I have a nilpotent linear transformation $A: \mathbb{R^n} \to \mathbb{R^n}$ (i.e. $\exists \ m \ge 1$ such that $A^m = 0$). And I need to prove that $\dim\ker A^2 > \dim\ker A$, assuming $A \neq 0$.
I know that always $\ker A \subseteq \ker A^2$ hence $\dim\ker A \leq \dim\ker A^2$. But why in a nilpotent case the equality isn't possible?
Thank you a lot for any hints!
Suppose that $\ker A=\ker A^2$. Take $v\in\ker A^3$. Then $A^2.(A.v)=0$, that is, $A.v\in\ker A^2$. But then $A.v\in\ker A$, that is $A^2.v=0$. So $v\in\ker A^2$. For the same reason,$$\ker A=\ker A^2\implies(\forall n\in\mathbb{N}):\ker A=\ker A^n,\tag1$$which is impossible, since $A$ is nilpotent and therefore $\ker A^n$ is the whole space if $n$ is big enough. Unless, of course, $A=0$, in which case of course you have $\ker A=\ker A^2$.
Note that the nilpotency of $A$ is only used in the last part of the proof.

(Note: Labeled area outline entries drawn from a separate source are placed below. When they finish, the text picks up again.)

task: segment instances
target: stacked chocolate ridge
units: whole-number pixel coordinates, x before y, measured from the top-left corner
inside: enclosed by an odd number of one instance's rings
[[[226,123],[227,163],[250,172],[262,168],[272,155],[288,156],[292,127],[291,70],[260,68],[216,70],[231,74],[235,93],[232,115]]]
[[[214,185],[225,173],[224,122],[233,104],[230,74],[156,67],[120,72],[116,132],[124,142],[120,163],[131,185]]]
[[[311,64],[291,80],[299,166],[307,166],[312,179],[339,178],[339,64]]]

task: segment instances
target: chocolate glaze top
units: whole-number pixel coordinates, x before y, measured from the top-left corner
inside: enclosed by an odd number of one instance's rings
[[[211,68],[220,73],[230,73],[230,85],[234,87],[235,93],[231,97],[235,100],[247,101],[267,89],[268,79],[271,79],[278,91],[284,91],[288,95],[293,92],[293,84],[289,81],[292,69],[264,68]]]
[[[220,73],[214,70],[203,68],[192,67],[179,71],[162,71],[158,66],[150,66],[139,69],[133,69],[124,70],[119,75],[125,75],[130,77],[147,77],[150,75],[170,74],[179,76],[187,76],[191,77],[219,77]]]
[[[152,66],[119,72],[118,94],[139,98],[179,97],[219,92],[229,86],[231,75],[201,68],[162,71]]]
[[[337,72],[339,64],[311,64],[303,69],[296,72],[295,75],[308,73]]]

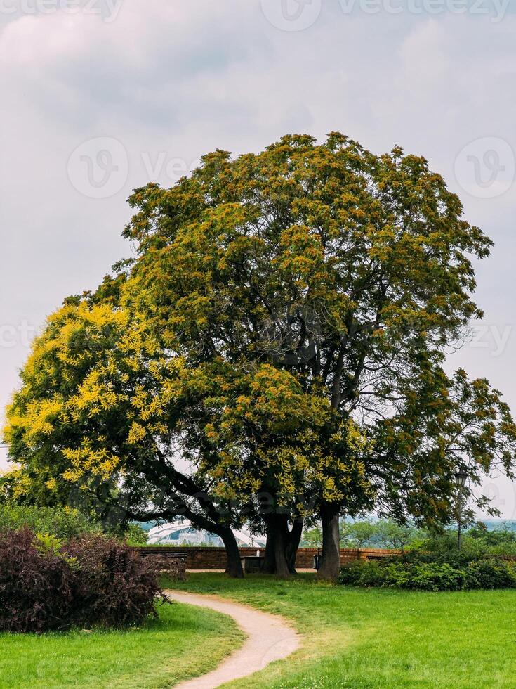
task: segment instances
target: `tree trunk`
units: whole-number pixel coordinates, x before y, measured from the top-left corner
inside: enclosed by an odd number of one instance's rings
[[[340,542],[338,508],[326,506],[321,510],[322,520],[322,559],[317,579],[335,581],[340,569]]]
[[[276,574],[275,540],[276,531],[274,524],[269,520],[266,524],[267,541],[265,543],[265,558],[262,567],[264,574]]]
[[[276,560],[276,576],[280,579],[288,579],[290,577],[289,562],[286,560],[286,546],[288,542],[286,522],[284,525],[278,520],[277,529],[274,537],[274,560]]]
[[[226,574],[234,579],[244,579],[240,550],[234,534],[231,529],[225,529],[218,535],[222,539],[226,549]]]
[[[289,532],[286,550],[286,562],[289,567],[289,572],[291,574],[297,574],[296,572],[296,558],[298,555],[298,549],[302,534],[303,520],[296,519],[292,527],[292,531]]]

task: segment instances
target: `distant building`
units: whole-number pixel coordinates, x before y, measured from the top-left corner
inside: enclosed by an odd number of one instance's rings
[[[265,548],[265,539],[251,536],[246,531],[234,530],[237,543],[241,547]],[[147,540],[152,546],[223,546],[222,539],[216,534],[192,527],[187,520],[178,520],[170,524],[154,527],[149,532]]]

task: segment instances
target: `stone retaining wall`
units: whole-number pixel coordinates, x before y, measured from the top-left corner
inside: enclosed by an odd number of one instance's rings
[[[181,556],[186,560],[187,569],[224,569],[226,566],[226,551],[223,548],[178,548],[174,546],[144,546],[136,548],[142,555],[160,555],[164,557]],[[265,555],[264,548],[241,548],[242,558]],[[343,548],[340,549],[340,564],[349,565],[357,560],[378,560],[399,555],[401,550],[381,550],[370,548]],[[313,568],[314,555],[317,548],[300,548],[296,566],[300,569]]]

That is, it is not needed in the proof of $(1)$. More generaly, you always have$$\ker A\subset\ker A^2\subset\ker A^3\subset\cdots$$and if $\ker A^k=\ker A^{k+1}$ for some $k\in\mathbb N$, then$$(\forall n\in\mathbb N):n\geqslant k\implies\ker A^n=\ker A^k,$$by the same argument that I used above.